Jo Smail (born 1943) is an American artist born and educated in Durban, South Africa.[1] Smail emigrated to the United States in 1985.[2]
Smail was born and raised in Durban, South Africa. There she received a degree in English and in history. After having three children, she attended art school.
Her work in painting, collage and drawing has been described as "poetic annotations." Her series of works, “Mongrel Collection,” from 2018 incorporate fragments of printed fabric, drawing and pigment prints mounted on eccentrically shaped MDF board.
Her retrospective exhibition, Flying with Remnant Wings, was presented at the Baltimore Museum of Art in 2021.[3] [4] She has collaborated on numerous works with the artist William Kentridge during the early years of the 2000s.
She has received reviews in the New York Times,[5] Baltimore Magazine, Art In America,[6] Hyperallergic,[7] Artforum,[8] among other publications.
In 1996, a significant amount of her work was destroyed in a fire at her studio in the Clipper Mill Industrial Park in Baltimore. She lost 25 years worth of work in the fire that engulfed her studio. After the fire, her work developed an autobiographical tendency.[9]
Smail taught at the Johannesburg College of Art, the University of the Witwatersrand and at the Maryland Institute College of Art.
Her work is included in the permanent collections of the Baltimore Museum of Art,[10] the Johannesburg Art Museum, the National Gallery of South Africa among other venues.

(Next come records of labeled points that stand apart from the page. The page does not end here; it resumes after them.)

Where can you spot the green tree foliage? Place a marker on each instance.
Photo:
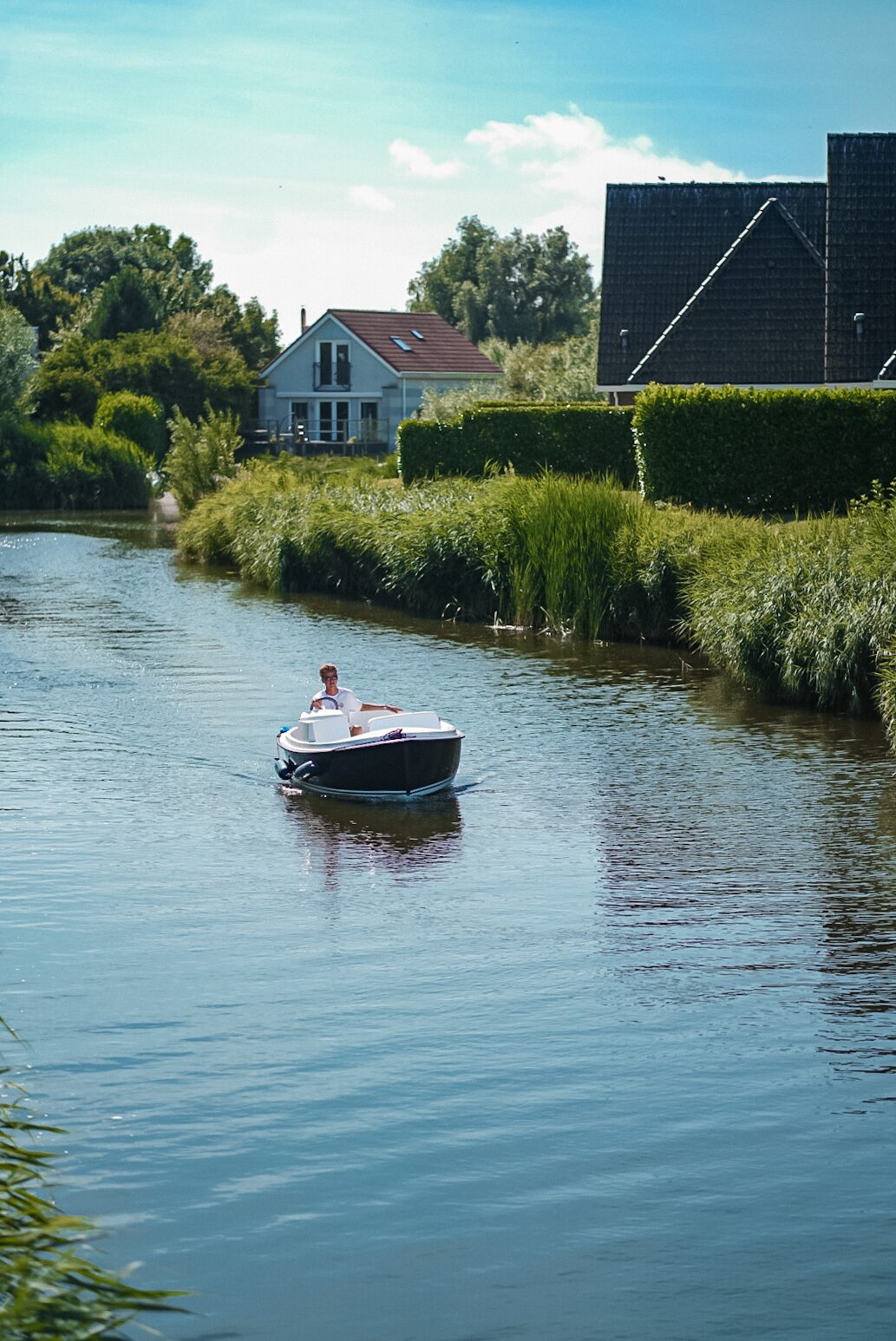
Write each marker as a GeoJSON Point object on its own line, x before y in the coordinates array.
{"type": "Point", "coordinates": [23, 448]}
{"type": "Point", "coordinates": [168, 368]}
{"type": "Point", "coordinates": [201, 455]}
{"type": "Point", "coordinates": [88, 468]}
{"type": "Point", "coordinates": [140, 419]}
{"type": "Point", "coordinates": [86, 260]}
{"type": "Point", "coordinates": [254, 334]}
{"type": "Point", "coordinates": [522, 287]}
{"type": "Point", "coordinates": [16, 357]}
{"type": "Point", "coordinates": [125, 304]}
{"type": "Point", "coordinates": [41, 302]}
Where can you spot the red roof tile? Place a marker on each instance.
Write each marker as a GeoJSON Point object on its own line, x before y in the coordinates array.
{"type": "Point", "coordinates": [441, 349]}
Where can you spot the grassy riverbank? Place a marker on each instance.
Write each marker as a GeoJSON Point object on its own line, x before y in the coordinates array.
{"type": "Point", "coordinates": [802, 612]}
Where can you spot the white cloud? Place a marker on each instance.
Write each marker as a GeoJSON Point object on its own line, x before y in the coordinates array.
{"type": "Point", "coordinates": [368, 198]}
{"type": "Point", "coordinates": [561, 164]}
{"type": "Point", "coordinates": [417, 162]}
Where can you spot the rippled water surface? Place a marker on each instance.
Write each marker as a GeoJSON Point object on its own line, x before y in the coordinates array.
{"type": "Point", "coordinates": [603, 1045]}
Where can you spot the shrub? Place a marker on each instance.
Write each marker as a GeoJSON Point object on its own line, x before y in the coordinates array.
{"type": "Point", "coordinates": [16, 356]}
{"type": "Point", "coordinates": [23, 448]}
{"type": "Point", "coordinates": [201, 455]}
{"type": "Point", "coordinates": [90, 468]}
{"type": "Point", "coordinates": [573, 439]}
{"type": "Point", "coordinates": [754, 451]}
{"type": "Point", "coordinates": [73, 377]}
{"type": "Point", "coordinates": [137, 417]}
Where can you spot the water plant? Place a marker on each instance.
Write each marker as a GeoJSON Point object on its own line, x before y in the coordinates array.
{"type": "Point", "coordinates": [49, 1286]}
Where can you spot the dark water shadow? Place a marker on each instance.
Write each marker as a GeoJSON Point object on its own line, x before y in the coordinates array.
{"type": "Point", "coordinates": [399, 837]}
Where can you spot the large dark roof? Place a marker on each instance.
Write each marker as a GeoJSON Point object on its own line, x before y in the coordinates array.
{"type": "Point", "coordinates": [861, 255]}
{"type": "Point", "coordinates": [441, 349]}
{"type": "Point", "coordinates": [660, 245]}
{"type": "Point", "coordinates": [768, 286]}
{"type": "Point", "coordinates": [754, 282]}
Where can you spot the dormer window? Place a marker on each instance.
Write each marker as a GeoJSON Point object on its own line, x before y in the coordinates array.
{"type": "Point", "coordinates": [333, 366]}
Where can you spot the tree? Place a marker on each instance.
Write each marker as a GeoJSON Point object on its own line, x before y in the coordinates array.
{"type": "Point", "coordinates": [127, 304]}
{"type": "Point", "coordinates": [254, 334]}
{"type": "Point", "coordinates": [522, 287]}
{"type": "Point", "coordinates": [201, 455]}
{"type": "Point", "coordinates": [41, 302]}
{"type": "Point", "coordinates": [16, 357]}
{"type": "Point", "coordinates": [86, 260]}
{"type": "Point", "coordinates": [73, 377]}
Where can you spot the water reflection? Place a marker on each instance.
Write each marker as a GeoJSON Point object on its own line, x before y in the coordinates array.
{"type": "Point", "coordinates": [337, 835]}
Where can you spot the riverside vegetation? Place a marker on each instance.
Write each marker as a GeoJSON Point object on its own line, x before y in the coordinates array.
{"type": "Point", "coordinates": [804, 612]}
{"type": "Point", "coordinates": [49, 1291]}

In 1996 she received a Pollock-Krasner Foundation Fellowship.[11]
Smail is married to Julien Davis, a research scientist and photographer. In 2000, she suffered a stroke and lost the ability to walk and speak. She continued to make art beginning with drawings and paintings that depicted "silence and sounds that became a new kind of language." She later regained her mobility and the ability to speak.